Celui de mon village est un havre de paix. Je viens souvent m’y promener à l’heure de midi, échappant ainsi pour quelques moments de douce éternité à l’ambiance survoltée du bureau.

J’y ai mon banc, enclos d’un côté d’un épais mur de parpaings et de l’autre de sapins odorants, à l’abri du vent, plein sud, rouillé, vétuste, pas trop confortable, mais dont la rémanence accueillante m’est apaisante. Devant le mur gris, un espace réservé à la famille des défunts, destiné à recueillir bouquets fanés, plantations, fleurs en plastique, témoigne d’un souci certain de l’esthétisme des survivants, à moins qu’il ne s’agisse plus prosaïquement de crainte, qu’elle soit de déplaire aux trépassés ou aux membres les plus susceptibles de leur famille…

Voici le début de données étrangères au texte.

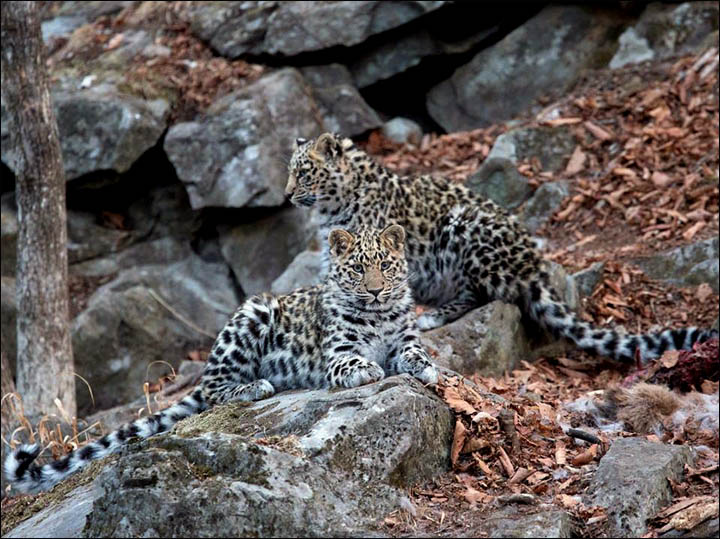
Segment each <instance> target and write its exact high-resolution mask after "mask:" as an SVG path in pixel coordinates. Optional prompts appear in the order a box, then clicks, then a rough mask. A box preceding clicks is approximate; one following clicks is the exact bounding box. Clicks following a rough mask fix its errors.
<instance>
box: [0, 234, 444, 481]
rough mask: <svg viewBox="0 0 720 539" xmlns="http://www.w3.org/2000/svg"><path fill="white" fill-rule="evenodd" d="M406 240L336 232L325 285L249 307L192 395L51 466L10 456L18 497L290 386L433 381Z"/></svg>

Dans ces nécropoles, tout est conçu pour apaiser la douleur et le chagrin des survivants. De jolis massifs fleuris offrent leurs corolles colorées et joyeuses à la vue des visiteurs éplorés. La beauté n’ôte rien à la peine mais la rend un rien plus supportable.

Là, assise au soleil, je me livre à la lecture ou la méditation, le visage offert aux rayons dorés bienfaisants, l’oreille à l’écoute du délicieux gazouillis des oiseaux, du murmure mélodieux du vent dans les arbres, du doux bourdonnement des abeilles. Nulle âme humaine ne vient troubler ces lieux. Elles sont occupées à quelque repas roboratif, et j’en suis heureuse. De tels moments de solitude me sont précieux. C’est en compagnie de ces défunts que je peux méditer sur la brièveté de la vie humaine ou l’inanité des ambitions. L’agitation de la vie quotidienne, ses passions, ses contrariétés, viennent buter aux grilles du cimetière et n’y sont point tolérées.

Me promenant dans les allées de gravier géométriquement dessinées, j’écoute mes pas crisser doucement, troublant l’harmonie et le silence de ces lieux. Des noms, qui pour la plupart ne m’évoquent rien, me parlent de destins souvent brisés par la guerre, la maladie et l’injustice. Quelques sépultures richement drapées de cuivre ou d’or ouvragé attestent d’une réussite sociale certaine. Des inscriptions, touchantes ou parfois obséquieuses trahissent, telles des indices, la personnalité du défunt et de ceux qui les ont enterrés.

Je ne vois aucune morbidité dans cette inclination. Je ne suis ni gothique, ni affligée de mélancolie excessive. Au contraire, ces moments d’intense réflexion me permettent d’apprécier plus pleinement la vie à sa juste mesure et me donnent l’envie d’en extraire la quintessence. C’est probablement l’héritage le plus précieux que nous laissent ainsi ces corps dépouillés, ces sépulcres exposés sans pudeur au regard des vivants, un message d’avertissement à tous ceux qui se flattent de leur renommée ou de l’importance de leur portefeuille, qui s’imaginent indispensables ou irremplaçables. Tout se termine ici, quels que soient notre statut social, notre prestige, notre gloire éphémère. Chacun en tirera sa propre conclusion, en fonction de son éducation, de ses valeurs, de ses croyances, mais nul ne peut feindre de l’ignorer.